10 thoughts on “BATTLE OF THE BANDS: “Cry Me A River” results

  1. Shoot, I miss the vote! Oh well, that’s what happens when you take a blog hiatus, huh? If I had gotten a chance to cast my pick it would have been Joe Cocker. Michael Bublé did a good job, but Cocker’s cover is closer to the original and feels more right to me. Thanks for stopping by and casting your vote. I’ll share the results on the 1st.


  2. I enjoyed this BATTLE, but unfortunately your site would not let me comment. I’m trying again this time just to see what happens and if the comment does go through, I also want to apologize to both you and Joe Cocker, because that is where I was trying to cast my vote. That tour was exceptional. (Big Leon Russel fan here).

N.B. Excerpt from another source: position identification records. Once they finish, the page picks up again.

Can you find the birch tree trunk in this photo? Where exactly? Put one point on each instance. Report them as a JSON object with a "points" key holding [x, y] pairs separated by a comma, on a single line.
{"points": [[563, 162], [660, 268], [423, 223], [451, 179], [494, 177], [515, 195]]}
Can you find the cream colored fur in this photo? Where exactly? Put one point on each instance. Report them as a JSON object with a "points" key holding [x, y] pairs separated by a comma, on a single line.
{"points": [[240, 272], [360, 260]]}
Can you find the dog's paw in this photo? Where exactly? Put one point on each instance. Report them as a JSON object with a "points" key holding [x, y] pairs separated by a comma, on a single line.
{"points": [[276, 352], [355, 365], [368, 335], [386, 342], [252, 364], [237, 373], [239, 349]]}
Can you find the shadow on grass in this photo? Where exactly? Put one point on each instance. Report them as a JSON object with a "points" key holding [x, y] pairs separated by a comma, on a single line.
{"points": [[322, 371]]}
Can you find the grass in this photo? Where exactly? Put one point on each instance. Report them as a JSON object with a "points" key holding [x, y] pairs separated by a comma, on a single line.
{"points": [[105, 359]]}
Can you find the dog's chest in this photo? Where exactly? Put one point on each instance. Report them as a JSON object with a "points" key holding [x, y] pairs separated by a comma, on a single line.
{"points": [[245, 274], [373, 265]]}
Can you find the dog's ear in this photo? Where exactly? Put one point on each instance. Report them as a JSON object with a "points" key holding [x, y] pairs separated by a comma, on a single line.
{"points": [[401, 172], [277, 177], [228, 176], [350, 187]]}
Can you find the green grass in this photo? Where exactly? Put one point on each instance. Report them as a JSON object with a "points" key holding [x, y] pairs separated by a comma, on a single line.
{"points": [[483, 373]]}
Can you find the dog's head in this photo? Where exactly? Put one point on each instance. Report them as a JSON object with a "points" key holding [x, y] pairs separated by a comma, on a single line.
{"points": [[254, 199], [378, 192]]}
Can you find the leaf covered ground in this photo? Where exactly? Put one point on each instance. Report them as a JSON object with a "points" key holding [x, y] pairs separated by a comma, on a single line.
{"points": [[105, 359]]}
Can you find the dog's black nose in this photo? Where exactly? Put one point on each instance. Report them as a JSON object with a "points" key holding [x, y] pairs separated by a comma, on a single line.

    1. I didn’t see your comment hit the Spam bucket. Wonder what happened? Well, I got this one. Let me know if it happens again, okay?

      Joe Cocker had just come off another tour and found out he was committed to doing the tour that became “Mad Dogs and Englishmen.” Leon Russell put the band together and ran all the rehearsals, and he picked some of the finest sidemen (and women) available. That tour could have been a disaster otherwise.


    1. It’s early in the round. It takes me a week or two to get going. Don’t give up unless you’re really overwhelmed. You do have a life, and that’s what’s so good about ROW80. Thanks for stopping in!


      1. Anytime dude, Indeed. I’m not giving up plenty of journey ahead. Drinking coffee, and occasional typo, if I keep it up, I may be third place in typo champions. I will swing, unless my groove has a case of narcolepsy and my muse had taken off somewhere moonlighting as a nymph.


  3. If you would have voted for Cocker then the outcome wouldn’t have been much different, but I’m with you on the reason for voting Cocker–it’s the version I’ve been most accustomed to hearing. I agree that Julie’s is the best.

    Tossing It Out


    1. Undoubtedly. Cocker took the song and made it his own. But Julie London’s version, the original with Barney Kessel playing guitar, is one of the great songs of all time.